I asked you for a name, Udina” Anderson said, standing to take a step forward and stab his finger into the glittering pile. The insignia scattered leaving the tiny microphone just at the captain’s fingertip like an accusation. The steel of a commander finally showed his voice. “Either you tell us on whose orders you expect us to wear these or we leave them here.”

"This is an outrage!" Udina thundered, crashing a fist down on his desktop in a childish tantrum. Little metal notes jumped around like a children’s music vid at the pounding and Kaidan almost laughed aloud. He thought he might be getting hysterical, a novel feeling and one not wholly unwelcome if only in relief of the tightly wound tension of the situation. As long as he managed not to laugh he could live with the urge. “Your job is to defend Humanity.”

"Not from our own allies," Anderson snapped in return. Kaidan had never heard him so cold. His amusement fled. "And we don't work for you."

"The Alliance Navy exists to enforce the will of the civilian government," shouted Udina. From him, the quick escalation to his frenzied tone seemed perfectly normal. "This is no military dictatorship!"

Kaidan winced and looked at the open balcony that must be broadcasting the ambassador’s histrionics to half the Presidium. Perhaps his neighbors were accustomed enough to his rants that they paid them no attention.

Then again, the Council might have intentionally assigned the wide-open office to Earth’s diplomat just so they could keep an eye and an ear on him. Kaidan supposed it was no bad thing a pair of Alliance officers stood here openly defying the man. Not only might word get back to the turian brass but the other species might be reassured to hear Udina taken down a peg or two. Undoubtedly he rubbed the other ambassadors the same wrong way he did the band.

"I have followed my orders," Anderson replied more calmly, bringing Kaidan’s wandering attention back to the confrontation. "And you are not the government. You're a functionary with no authority." He gestured at the pins. "Those came from you, not HQ, and we will not be wearing them until such time as they are officially assigned to us through proper channels."

He spun smartly on his heel and stalked away, leaving Kaidan to follow as smoothly as possible. He nodded sharply at Udina and strode out, shoulders back, as though they’d planned the whole thing. He and Anderson marched into the corridor, silent and determined, until the door hissed shut behind them. Then the captain's shouldered slumped a little as they left the embassy district. "That was ugly," he finally said when he decided they weren’t likely to be heard.

Kaidan chuckled a bit at his understatement, relieved that it hadn’t been worse. "You can say that again. At least Udina all but confirmed that he's working outside the official chain of command."

Anderson smiled at that. “That is a load off my mind. Maybe this will keep him away from us for good.”

With renewed song in his heart, Kaidan followed his bass player back to the wards and what turned into the best practice they’d enjoyed in a month. The new tune came together quickly. Chakwas drew out the last “skies” in a pure, crystal note that gave his favorite antique recording of the song a run for its money. Where she hid all that breath in her slender frame he’d never know but the proper-seeming doctor had turned out to be a torch singer worthy of the best songs from the classical era.

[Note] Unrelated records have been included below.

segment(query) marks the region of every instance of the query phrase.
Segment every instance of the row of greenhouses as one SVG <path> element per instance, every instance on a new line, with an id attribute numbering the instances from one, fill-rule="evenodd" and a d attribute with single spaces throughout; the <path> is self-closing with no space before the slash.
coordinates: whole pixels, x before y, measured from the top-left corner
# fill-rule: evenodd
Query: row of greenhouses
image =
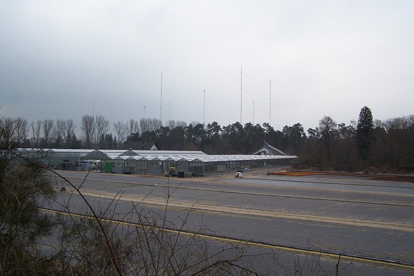
<path id="1" fill-rule="evenodd" d="M 294 155 L 208 155 L 200 151 L 27 149 L 19 150 L 27 158 L 57 170 L 88 170 L 136 174 L 190 173 L 213 176 L 297 164 Z"/>

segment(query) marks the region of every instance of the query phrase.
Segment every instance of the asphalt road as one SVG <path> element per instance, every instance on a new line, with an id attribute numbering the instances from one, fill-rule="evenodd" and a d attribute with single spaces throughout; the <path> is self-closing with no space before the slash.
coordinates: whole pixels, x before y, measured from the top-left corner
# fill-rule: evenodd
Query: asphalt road
<path id="1" fill-rule="evenodd" d="M 81 191 L 96 208 L 105 208 L 122 193 L 117 212 L 130 211 L 134 202 L 141 210 L 164 214 L 168 199 L 166 218 L 176 225 L 192 210 L 185 225 L 189 230 L 202 228 L 232 238 L 414 264 L 412 183 L 260 171 L 245 173 L 243 178 L 184 179 L 96 173 L 86 177 L 84 172 L 57 172 L 82 185 Z M 58 200 L 67 202 L 70 197 L 71 211 L 82 212 L 84 204 L 72 195 L 70 186 L 58 185 L 68 189 Z M 290 254 L 284 252 L 281 258 L 291 262 L 295 254 Z M 410 275 L 414 267 L 353 261 L 344 272 Z"/>

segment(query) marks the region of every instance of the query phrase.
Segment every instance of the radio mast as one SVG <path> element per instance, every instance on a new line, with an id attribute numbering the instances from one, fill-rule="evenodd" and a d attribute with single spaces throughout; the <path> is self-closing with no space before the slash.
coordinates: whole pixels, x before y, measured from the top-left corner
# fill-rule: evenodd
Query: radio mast
<path id="1" fill-rule="evenodd" d="M 269 82 L 270 89 L 270 99 L 269 99 L 269 125 L 271 126 L 271 80 Z"/>
<path id="2" fill-rule="evenodd" d="M 243 98 L 243 90 L 242 89 L 242 85 L 243 85 L 243 67 L 240 67 L 240 124 L 242 124 L 242 99 Z"/>
<path id="3" fill-rule="evenodd" d="M 163 72 L 161 72 L 161 100 L 160 105 L 160 121 L 163 122 Z"/>

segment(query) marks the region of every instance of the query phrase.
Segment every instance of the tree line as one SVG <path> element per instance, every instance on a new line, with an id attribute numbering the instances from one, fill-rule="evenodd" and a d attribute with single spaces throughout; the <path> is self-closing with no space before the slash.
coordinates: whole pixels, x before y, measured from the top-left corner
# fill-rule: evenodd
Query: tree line
<path id="1" fill-rule="evenodd" d="M 302 167 L 353 171 L 414 169 L 414 115 L 373 120 L 363 107 L 357 121 L 337 123 L 324 116 L 305 132 L 299 123 L 275 130 L 269 123 L 221 126 L 155 118 L 131 119 L 112 124 L 102 115 L 82 116 L 82 136 L 72 119 L 46 119 L 30 125 L 21 118 L 5 118 L 22 148 L 124 149 L 129 142 L 157 143 L 161 149 L 199 150 L 210 154 L 251 154 L 263 141 L 300 157 Z M 113 131 L 113 132 L 112 132 Z M 129 149 L 129 148 L 128 148 Z"/>

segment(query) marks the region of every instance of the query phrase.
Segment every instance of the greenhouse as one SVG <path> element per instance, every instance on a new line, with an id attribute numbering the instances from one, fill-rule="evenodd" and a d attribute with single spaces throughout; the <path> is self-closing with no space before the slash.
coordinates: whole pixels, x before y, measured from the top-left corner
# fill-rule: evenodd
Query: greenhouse
<path id="1" fill-rule="evenodd" d="M 30 158 L 41 153 L 41 163 L 58 170 L 163 175 L 173 171 L 192 176 L 214 176 L 297 164 L 295 155 L 208 155 L 200 151 L 125 149 L 20 149 Z"/>

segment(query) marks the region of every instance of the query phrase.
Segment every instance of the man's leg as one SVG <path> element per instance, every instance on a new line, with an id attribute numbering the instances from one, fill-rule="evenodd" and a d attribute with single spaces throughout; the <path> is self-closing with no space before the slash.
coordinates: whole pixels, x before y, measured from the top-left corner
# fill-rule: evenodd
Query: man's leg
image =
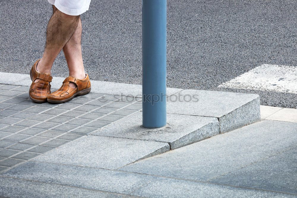
<path id="1" fill-rule="evenodd" d="M 81 24 L 80 21 L 79 15 L 69 15 L 59 10 L 53 13 L 48 25 L 44 52 L 37 67 L 38 72 L 50 73 L 55 59 Z"/>
<path id="2" fill-rule="evenodd" d="M 53 9 L 54 13 L 57 10 L 54 5 L 53 6 Z M 69 75 L 82 79 L 85 77 L 86 74 L 81 54 L 80 42 L 82 26 L 80 17 L 79 20 L 75 31 L 63 49 L 69 70 Z M 69 85 L 73 88 L 76 86 L 76 85 L 72 82 L 69 83 Z"/>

Everyone grinned a little easier and played a little stronger in the rush of relief they felt at Anderson’s report of their confrontation. They joked and complimented one another and Chakwas even pulled a blushing, stammering Jenkins into a little dance. When the kid spun her out with unexpected flair, even Joker was surprised into a shout of laughter.

Joker tinkled a tune on his keys and Pressly tootled a little counterpoint. At seeing the relief obvious in the XO’s somewhat giddy body language, the last dregs of suspicion fell away and Kaidan grew a bit manic himself. They six played and sang and danced for hours, helped by a couple of bottles of brandy Chakwas had brought down from her quarters.

Whatever might come, Kaidan knew he’d remember this evening as one of the happiest since he’d left his parents’ home to go to Brain Camp. Given the uncertainty of their status and Udina's shadowy allies, he made the best of the night's simple joys.